今年ももう終わりになりますね。本当にあっという間に1年が終わった感じがします。
北海道は寒波が来ているようですが,東京はそこまで寒くなりませんでしたね。
前回は,交通事故から3年経過してしまった場合,相手方に一切請求できなくなってしまうのかという点について検討してみましたが,今回は消滅時効と自賠責保険の請求権との関係について書いてみたいと思います。
最近,交通事故に遭われて加害者が任意保険に加入していないケースが少なからずございます。
そのような場合であっても,原則として全ての自動車について自賠責保険か自賠責共済の契約の締結が義務付けられておりますので,ほとんどの方が自賠責保険か自賠責共済に加入していると思われます。
被害者の自賠責保険会社に対する損害賠償請求権については,被害者の加害者に対する損害賠償請求権と同じく,「損害及び加害者を知った時」(民法724条)から消滅時効が進行すると解されています。
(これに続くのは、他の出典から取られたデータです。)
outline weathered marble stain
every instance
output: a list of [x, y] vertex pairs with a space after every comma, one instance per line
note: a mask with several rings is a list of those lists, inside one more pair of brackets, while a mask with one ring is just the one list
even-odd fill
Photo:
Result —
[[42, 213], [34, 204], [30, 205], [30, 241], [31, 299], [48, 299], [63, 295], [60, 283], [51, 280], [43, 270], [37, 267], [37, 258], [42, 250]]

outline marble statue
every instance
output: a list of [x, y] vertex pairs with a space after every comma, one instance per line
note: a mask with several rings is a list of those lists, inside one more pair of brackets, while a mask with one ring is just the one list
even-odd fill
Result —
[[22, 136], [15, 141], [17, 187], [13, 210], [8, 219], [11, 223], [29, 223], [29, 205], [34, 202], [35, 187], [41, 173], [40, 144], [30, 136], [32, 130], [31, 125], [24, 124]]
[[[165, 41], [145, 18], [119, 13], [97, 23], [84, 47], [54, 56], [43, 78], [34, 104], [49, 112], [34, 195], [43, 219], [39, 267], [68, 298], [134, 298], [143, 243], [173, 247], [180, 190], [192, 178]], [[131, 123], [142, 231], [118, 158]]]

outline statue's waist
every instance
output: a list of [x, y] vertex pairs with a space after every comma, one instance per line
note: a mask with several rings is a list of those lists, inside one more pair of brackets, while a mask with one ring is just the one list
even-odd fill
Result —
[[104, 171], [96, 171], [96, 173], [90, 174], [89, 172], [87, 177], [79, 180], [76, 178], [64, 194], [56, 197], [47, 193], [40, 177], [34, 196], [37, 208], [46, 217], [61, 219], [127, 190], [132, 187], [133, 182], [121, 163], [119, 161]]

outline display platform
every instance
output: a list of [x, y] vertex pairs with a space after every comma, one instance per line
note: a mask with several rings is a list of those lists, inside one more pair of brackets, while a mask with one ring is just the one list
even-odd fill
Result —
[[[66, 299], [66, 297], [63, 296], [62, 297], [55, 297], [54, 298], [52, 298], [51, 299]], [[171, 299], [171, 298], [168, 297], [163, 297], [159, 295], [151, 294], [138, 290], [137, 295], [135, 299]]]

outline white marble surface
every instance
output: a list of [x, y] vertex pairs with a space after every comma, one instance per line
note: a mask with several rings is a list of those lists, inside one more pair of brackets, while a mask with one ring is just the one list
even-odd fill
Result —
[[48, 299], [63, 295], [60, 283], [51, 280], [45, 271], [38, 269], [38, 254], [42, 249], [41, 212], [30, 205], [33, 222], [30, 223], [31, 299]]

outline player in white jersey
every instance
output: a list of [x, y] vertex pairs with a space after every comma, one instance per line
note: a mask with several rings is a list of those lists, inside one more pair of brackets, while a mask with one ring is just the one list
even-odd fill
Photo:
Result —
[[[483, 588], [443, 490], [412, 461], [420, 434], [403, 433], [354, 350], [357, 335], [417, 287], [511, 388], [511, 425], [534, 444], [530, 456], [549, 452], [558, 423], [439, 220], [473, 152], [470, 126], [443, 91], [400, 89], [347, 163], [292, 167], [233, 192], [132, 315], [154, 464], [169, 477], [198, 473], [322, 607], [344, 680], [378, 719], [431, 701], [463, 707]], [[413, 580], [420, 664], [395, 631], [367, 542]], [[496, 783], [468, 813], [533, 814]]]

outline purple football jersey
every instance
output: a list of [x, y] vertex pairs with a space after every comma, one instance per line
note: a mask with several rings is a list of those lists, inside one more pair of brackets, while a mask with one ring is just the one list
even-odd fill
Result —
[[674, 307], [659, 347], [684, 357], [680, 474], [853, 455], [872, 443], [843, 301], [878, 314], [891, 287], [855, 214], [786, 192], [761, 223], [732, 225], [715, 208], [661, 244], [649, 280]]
そのため,交通事故から時効中断事由なしに3年以上経過した場合は,自賠責保険会社に対する被害者請求をすることができないと考えられます。
しかしながら,自賠責保険の被保険者である加害者が被害者に対して賠償金を支払った場合,加害者が自賠責保険会社に対して自賠責保険金の支払いを請求することができます(自賠法15条)。
これを加害者請求と言います。
加害者は,被害者に対し,実際に損害賠償額を支払った場合にのみ自賠責保険会社に対して自賠責保険金を請求することができるということになります。
そのため,加害者請求の消滅時効の起算点は,被害者請求の消滅時効の起算点とは異なり,事故発生時ではなく,被害者に損害賠償額を支払った時ということになります。
このような場合,加害者と交渉して,加害者が自賠責保険により受け取ることができる保険金の範囲内にとどめた金額を請求することで,加害者が任意に損害賠償金を支払う可能性が出てくるかもしれません。
交通事故に遭われて相手方が任意保険に加入していない場合は,交通事故に精通している弁護士にご相談されることをお勧めいたします。